I think some of the doom mongers are actually petrified. Maybe they are overweight and unhealthy. Don’t project this on to other people though. Especially those who are struggling.

Most people have nothing to fear from this virus. Once we have protected the vulnerable we will be in a completely different situation.

pistachioglace · 08/02/2021 11:04

@ElliFAntspoo

I suspect we will have a bit of freedom in the summer, a firebreak lockdown over the October break, another firebreak lockdown at the end of November, freedom for more than just one day at Christmas, and then really harsh lockdown from 30th November through to mid March 2022.
Well that's all of our family birthdays fucked, my DD will have her 3rd consecutive birthday screwed and DS1 and 2 will have their 2nd consecutive birthday screwed.
Devlesko · 08/02/2021 11:04

Apparentely when there are fewer than 1000 positive cases. Maybe when they start reporting how few are actually dying of covid, not just tested positive in 28 days.
You can die of anything and it be clssed as covid if you are positive.
We are going to be here a long time, yet.

ElliFAntspoo · 08/02/2021 11:05

@speaksofty

Moreover, you do not seem to be factoring in deaths from cancer, suicide, mental health, preventable disease by worshipping at the alter of covid you have not considered of the groups at all.

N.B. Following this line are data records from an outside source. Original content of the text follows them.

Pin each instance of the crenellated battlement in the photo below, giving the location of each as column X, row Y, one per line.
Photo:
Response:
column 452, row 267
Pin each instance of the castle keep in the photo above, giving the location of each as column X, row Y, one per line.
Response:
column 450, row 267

It is black and white thinking at its worst.

If the duvet is the best place to hide, by all means hide there, but this is a situation that, to one degree or other, is here for a long, long time, and it will continue to appear to be imposed at random on an ad hoc basis without much of an explanation.

We will only be told what we need to know to get us to do what is required until we are required to do something different. We do not get to control this. None of it at all. The sooner we accept that there are things we do get to control and things we do not get to control in our lives, and focus our attentions on the things we do get to control in our lives, the easier life becomes and the healthier we are for it.

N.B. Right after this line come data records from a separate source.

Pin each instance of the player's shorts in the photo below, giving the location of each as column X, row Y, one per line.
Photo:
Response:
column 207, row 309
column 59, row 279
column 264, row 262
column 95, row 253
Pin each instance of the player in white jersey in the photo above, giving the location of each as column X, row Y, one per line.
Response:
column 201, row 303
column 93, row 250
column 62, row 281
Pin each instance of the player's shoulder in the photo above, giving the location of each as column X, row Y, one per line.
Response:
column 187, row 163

I fill that gap in no longer being able to control where I can go and shop, and who I can go and see, by controlling the level of knowledge and forward planning I can do for my family, concealing the reality from my children, and supporting their education. If this is to be with us for the next few years, so be it. I choose to flourish, not fold.

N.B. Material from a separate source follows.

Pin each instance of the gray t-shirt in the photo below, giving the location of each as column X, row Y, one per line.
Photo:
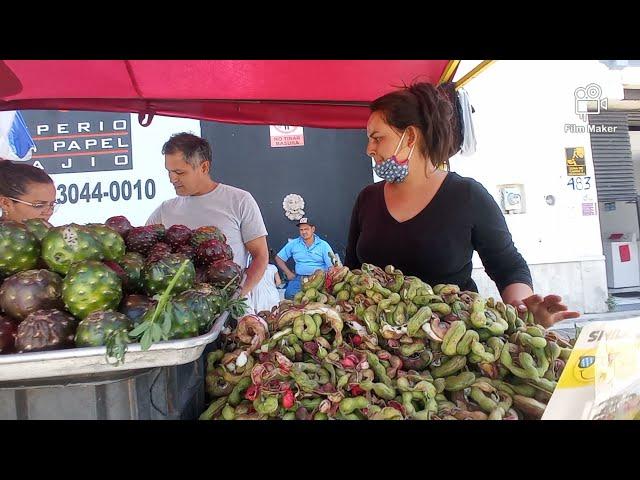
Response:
column 232, row 210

KriekAndWaffle · 08/02/2021 11:06

@pistachioglace take no notice, that poster knows no more than me you or anyone else what restrictions will be in place in future.

Delatron · 08/02/2021 11:06

That’s interesting @tatutata
I always wondered if lockdown would prolong the virus and make it worse.

I think it would have been better to have come out of lockdown earlier last May, when seasonality would have helped. People would have had higher vitamin D so could have flight it off better. Instead we locked down then shoved everyone back to work and school in September. Stupid idea.

inquietant · 08/02/2021 11:07

I've had covid. I was fine (as far as I can tell).

I simply listen to the scientists and try to understand what they're saying.

tatutata · 08/02/2021 11:07

@speaksofty Yes it was a good article. I don't really like the Telegraph, so I didn't know her, but it was a very interesting argument.